薑述拉開窗簾,陽光略刺眼,他揉了揉眼睛,轉身走進了廁所裏洗漱。
一邊刷著牙,他一邊將擬化光屏投影到洗手台的鏡子上,在霹靂霹靂上翻找著什麽。
怎麽還是沒有消息?
他的心裏生出一點奇怪來。
距離十三區那件事已經過去了一個多星期,在這十來天的時間裏,時局並沒有逐漸明朗,反而更加撲朔迷離起來。
起初的三天,警署、暴恐管理局和三大集團聯合起來,很快就完成了對全十三區出逃畸變者的清剿工作。
隨後,暴恐管理局還頒布了一個通告,表示十三區尚有遺漏的危險,但總體上已經控製住了事態,近期將會解鎖十三區,請所有十三區居民放心雲雲。
不過在此之後,事情就不對勁了。
先是十三區的網絡再次被封鎖,然後是十三區周圍的鐵道線路出現了問題,所有經過十三區的附近的高鐵列次都被取消了,經過十三區上空的客運航班也是如此。

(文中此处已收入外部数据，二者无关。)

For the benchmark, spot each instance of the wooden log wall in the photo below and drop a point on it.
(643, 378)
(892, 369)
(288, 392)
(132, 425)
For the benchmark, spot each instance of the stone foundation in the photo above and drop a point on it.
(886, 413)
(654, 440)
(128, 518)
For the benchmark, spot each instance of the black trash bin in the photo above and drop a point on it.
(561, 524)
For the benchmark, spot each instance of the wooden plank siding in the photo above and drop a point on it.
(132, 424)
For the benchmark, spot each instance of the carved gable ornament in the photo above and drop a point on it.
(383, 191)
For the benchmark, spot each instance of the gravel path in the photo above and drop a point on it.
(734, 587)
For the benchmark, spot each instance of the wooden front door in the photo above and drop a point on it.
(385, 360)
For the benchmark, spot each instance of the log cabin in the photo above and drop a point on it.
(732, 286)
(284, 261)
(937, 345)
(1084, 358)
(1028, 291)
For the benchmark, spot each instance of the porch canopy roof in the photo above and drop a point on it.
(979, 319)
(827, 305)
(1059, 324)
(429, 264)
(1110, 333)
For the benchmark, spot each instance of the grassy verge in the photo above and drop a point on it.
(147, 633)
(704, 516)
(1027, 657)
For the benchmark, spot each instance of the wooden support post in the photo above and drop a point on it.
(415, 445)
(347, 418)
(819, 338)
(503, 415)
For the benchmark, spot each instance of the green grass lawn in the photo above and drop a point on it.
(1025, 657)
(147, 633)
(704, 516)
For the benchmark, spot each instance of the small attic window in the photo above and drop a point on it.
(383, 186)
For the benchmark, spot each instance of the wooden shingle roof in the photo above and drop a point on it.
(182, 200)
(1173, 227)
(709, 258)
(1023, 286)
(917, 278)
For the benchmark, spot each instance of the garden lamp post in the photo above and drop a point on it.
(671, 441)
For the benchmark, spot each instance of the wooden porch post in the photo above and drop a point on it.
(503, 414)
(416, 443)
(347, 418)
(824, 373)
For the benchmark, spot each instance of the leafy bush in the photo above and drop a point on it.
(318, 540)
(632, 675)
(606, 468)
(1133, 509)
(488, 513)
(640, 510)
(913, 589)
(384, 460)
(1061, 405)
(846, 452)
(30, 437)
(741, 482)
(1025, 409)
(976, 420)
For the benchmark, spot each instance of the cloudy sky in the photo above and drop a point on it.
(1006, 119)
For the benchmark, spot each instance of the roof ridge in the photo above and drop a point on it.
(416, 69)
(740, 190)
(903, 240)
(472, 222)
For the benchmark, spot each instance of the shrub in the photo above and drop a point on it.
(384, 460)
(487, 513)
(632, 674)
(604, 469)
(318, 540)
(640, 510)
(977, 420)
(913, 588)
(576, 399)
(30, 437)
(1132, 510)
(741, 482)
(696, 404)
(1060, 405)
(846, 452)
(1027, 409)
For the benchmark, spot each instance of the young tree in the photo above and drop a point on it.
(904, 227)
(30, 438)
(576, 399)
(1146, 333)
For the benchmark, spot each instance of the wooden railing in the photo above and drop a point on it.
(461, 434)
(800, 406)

至此之後,十三區就仿佛是從人們的日常生活之中消失了一樣,沒有一個官方站出來說明過情況,麵對大眾的質疑也隻是使用敷衍的官話來回應,到後來甚至拒絕適應,隻是將控評一道掌握得爐火純青。
薑述吐出一口牙膏沫,他關掉擬化光屏,望向鏡子裏因放棄了工作而顯得精神煥發的人,揮舞一下拳頭作加油狀,“從今天起不做廢物。”
嗯,這個星期的魔術表演他已經翹掉了,用的是“特殊時期無心表演”的理由,雖然他也不知道十三區被封鎖和自己有什麽太大的關係,但是有一說一,偶爾翹個班是真的渾身舒坦。
不過這樣的舒坦日子或許不多了。
他看了今天的日期,歎了口氣。
已經是九月十號了,今天就是電影開工的日子。
由於雷·安德森,也就是李允棠找來的那個對他的演技有著出乎意料的超級好評,所以相關培訓的時間被壓縮到了極為簡短的幾節課程之中。